In suspected cases, that is, S‐C‐ but clinically and radiographically diagnosed, LAMP detected 50% of the cases, which is higher than IS6110 PCR (25%). All these patients were followed up after 2 months and they had shown good response to anti‐TB therapy. These results are however in contrast to the study by George et al. in which LAMP did not appear to detect any additional true positives or cases that could not be detected by smear 14. According to their study, LAMP assay may be useful only in smear positive samples whereas our study clearly indicates that LAMP also has good sensitivity in smear negative cases. In S+C‐ but clinically confirmed cases, LAMP could detect three cases (60%) suggesting it to be highly sensitive in detection of small number of tubercle bacilli released from hidden foci in sputum.

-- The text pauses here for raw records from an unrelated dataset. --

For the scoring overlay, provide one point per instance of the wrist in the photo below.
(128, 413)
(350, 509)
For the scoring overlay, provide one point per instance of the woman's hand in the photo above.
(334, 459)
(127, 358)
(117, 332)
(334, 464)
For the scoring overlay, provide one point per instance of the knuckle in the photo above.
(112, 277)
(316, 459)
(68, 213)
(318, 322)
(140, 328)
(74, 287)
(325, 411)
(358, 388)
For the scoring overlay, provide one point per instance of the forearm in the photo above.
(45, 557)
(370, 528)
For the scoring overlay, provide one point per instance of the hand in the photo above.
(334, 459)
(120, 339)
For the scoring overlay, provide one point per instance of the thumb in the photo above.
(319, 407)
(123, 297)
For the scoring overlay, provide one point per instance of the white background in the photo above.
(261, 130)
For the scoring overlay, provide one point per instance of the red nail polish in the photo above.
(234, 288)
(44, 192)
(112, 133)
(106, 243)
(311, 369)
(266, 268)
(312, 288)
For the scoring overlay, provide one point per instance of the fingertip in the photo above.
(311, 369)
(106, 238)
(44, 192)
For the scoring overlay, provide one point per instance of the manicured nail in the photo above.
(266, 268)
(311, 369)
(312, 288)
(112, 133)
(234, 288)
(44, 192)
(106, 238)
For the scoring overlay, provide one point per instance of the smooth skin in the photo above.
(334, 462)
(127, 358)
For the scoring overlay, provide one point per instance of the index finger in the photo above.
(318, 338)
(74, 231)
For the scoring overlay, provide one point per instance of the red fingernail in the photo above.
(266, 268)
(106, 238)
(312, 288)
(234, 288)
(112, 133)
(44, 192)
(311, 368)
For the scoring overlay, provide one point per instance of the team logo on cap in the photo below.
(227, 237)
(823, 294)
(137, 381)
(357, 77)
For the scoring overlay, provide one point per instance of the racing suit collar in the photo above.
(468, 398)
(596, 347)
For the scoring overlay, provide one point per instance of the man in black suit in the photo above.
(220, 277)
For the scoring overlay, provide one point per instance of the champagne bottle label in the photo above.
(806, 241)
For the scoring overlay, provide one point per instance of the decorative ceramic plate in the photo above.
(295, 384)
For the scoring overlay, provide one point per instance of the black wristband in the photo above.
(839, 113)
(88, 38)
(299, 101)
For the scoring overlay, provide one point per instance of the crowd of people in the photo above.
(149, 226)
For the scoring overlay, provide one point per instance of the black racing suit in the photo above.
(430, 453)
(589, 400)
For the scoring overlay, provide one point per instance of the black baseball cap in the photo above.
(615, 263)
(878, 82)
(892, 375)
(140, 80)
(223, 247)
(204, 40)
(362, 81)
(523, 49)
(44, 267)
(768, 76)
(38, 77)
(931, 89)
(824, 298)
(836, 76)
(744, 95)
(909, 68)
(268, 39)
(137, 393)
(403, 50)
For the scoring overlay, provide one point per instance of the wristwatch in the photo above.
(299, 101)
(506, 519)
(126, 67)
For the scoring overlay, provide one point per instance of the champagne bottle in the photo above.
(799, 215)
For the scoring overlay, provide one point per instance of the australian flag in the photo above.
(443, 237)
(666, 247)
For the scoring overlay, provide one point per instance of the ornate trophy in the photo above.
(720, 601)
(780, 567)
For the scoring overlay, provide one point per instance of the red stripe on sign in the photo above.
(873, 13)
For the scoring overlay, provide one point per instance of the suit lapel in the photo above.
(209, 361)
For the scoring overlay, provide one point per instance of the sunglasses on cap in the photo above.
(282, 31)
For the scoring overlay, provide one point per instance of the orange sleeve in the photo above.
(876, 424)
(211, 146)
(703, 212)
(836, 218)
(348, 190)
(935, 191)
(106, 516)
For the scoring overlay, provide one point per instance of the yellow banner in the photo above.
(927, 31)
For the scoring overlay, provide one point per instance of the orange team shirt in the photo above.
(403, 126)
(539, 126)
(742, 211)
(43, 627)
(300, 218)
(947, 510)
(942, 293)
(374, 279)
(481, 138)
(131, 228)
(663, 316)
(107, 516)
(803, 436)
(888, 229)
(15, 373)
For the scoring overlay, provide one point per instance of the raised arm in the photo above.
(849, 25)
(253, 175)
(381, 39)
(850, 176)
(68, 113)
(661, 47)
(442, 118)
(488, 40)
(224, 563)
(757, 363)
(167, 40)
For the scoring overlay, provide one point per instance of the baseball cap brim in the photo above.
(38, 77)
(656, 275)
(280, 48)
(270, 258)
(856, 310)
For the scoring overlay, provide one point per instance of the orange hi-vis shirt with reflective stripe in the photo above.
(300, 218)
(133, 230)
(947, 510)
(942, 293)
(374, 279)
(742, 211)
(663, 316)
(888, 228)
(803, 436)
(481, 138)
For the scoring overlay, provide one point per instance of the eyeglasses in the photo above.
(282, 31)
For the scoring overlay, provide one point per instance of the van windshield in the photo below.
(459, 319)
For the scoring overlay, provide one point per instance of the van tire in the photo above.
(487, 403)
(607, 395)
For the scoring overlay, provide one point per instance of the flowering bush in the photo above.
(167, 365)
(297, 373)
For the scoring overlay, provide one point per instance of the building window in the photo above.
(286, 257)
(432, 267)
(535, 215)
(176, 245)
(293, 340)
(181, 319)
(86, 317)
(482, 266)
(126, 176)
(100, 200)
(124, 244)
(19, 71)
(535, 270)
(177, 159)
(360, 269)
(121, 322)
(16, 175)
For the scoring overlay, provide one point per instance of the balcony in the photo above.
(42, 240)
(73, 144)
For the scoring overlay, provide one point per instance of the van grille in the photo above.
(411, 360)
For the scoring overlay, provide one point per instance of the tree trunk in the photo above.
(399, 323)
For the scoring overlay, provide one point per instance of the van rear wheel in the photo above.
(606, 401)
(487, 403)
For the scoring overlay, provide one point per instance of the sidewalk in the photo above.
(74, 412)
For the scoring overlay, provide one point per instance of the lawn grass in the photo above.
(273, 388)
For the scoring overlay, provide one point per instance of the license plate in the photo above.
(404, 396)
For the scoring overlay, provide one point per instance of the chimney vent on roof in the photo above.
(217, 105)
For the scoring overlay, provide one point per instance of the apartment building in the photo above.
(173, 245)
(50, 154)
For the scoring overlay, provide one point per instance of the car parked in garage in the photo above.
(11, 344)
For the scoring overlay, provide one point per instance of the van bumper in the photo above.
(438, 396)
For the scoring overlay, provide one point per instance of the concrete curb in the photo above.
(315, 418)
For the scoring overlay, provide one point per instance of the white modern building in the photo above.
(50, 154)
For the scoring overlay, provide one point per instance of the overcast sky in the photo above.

The overall efficiency of LAMP (84.4%) in the present study was higher than IS6110 PCR (71.8%) in diagnosing the patients infected with MTB though substantial agreement was found between the two assays (kappa value = 0.6). A previous report where LAMP targeting IS6110 was compared with IS6110‐based conventional PCR showed 20 times more sensitivity of LAMP over conventional PCR 15. The authors attributed this discrepancy to the fact that IS6110 is a repetitive sequence and not a single copy gene.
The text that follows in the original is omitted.